Olivier Arteau, crédit photo Vincent Champoux

Olivier Arteau, crédit photo Vincent Champoux

Le projet de ce nouveau Michi (précédé d’un extrait de Négresse) s’est amorcé par une curieuse découverte d’Ariel Charest (l’interprète de Marie dans Michi). Celle-ci a «déniché le texte de Michi dans une bibliothèque et m’a manifesté son désir de le jouer. J’ai été surpris lors de la lecture. C’est une œuvre très courte, avec une place prépondérante au silence et sans didascalies. Nous ressentons la profonde solitude des personnages autant avec les autres qu’avec eux-mêmes.» Écrit en 1971, Le Sang de Michi dissèque le destin tordu d’un couple vivant dans la misère. Dans Négresse, une femme se retrouve déchirée entre son nouvel amant et son mari alcoolique. Pour expliciter la sensation de confinement, les acteurs seront enfermés dans un cube qui devient un quatrième mur. Dans cette prison autant physique que psychologique, les individus «auront l’impression d’être cloîtrés. C’est du voyeurisme dans une salle de 46 places». Pour le jeune metteur en scène, le principal défi consistait à intégrer les moyens technologiques de notre époque. «Nous avons recours à des caméras et des micros. Nous prenons en considération le temps réel. Les personnages font chauffer des boulettes de viande en direct sous nos yeux. Ils les mangeront et nous sentirons même les odeurs de la nourriture, c’est un vrai odorama», dévoile-t-il, attablé pour l’occasion dans un café de la rue Saint-Denis en une fin de matinée.
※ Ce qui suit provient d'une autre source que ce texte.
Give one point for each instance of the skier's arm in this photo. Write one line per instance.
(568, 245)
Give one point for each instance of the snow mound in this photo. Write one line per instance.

Pour rendre les nuances d’une partition aussi éreintante qu’elliptique, Olivier Arteau-Gauthier a choisi avec soin sa distribution. «Ariel participait déjà à Doggy et connaissait Marc-Antoine Marceau depuis leurs études en théâtre au Conservatoire. Jean-Pierre Cloutier (seulement présent dans Négresse) avait joué dans Quills avec Robert Lepage et Trainspotting. Son charisme émane même en restant assis sur une chaise, sans bouger, en plus de démontrer une domination naturelle. Pour chacun d’eux, il faut déceler leur humanité avant tout. À l’opposé du travail sur Doggy qui repose sur le registre du grotesque, du clown et du bouffon avec de gros maquillages, le jeu repose sur l’histoire et sur tous les détails. Ici, tout est concentré pour faire entendre la respiration.» Comme la lentille d’une caméra qui scrute tout à l’œil nu, l’approche théâtrale préconisée n’empêche pas, selon ses dires, les dimensions minimalistes du drame. Malgré un traitement parfois plus près du cinéma, les comédiens ne changent pas leur jeu. «Ils sont déjà à un pied de l’auditoire», lance-t-il, en esquissant un sourire.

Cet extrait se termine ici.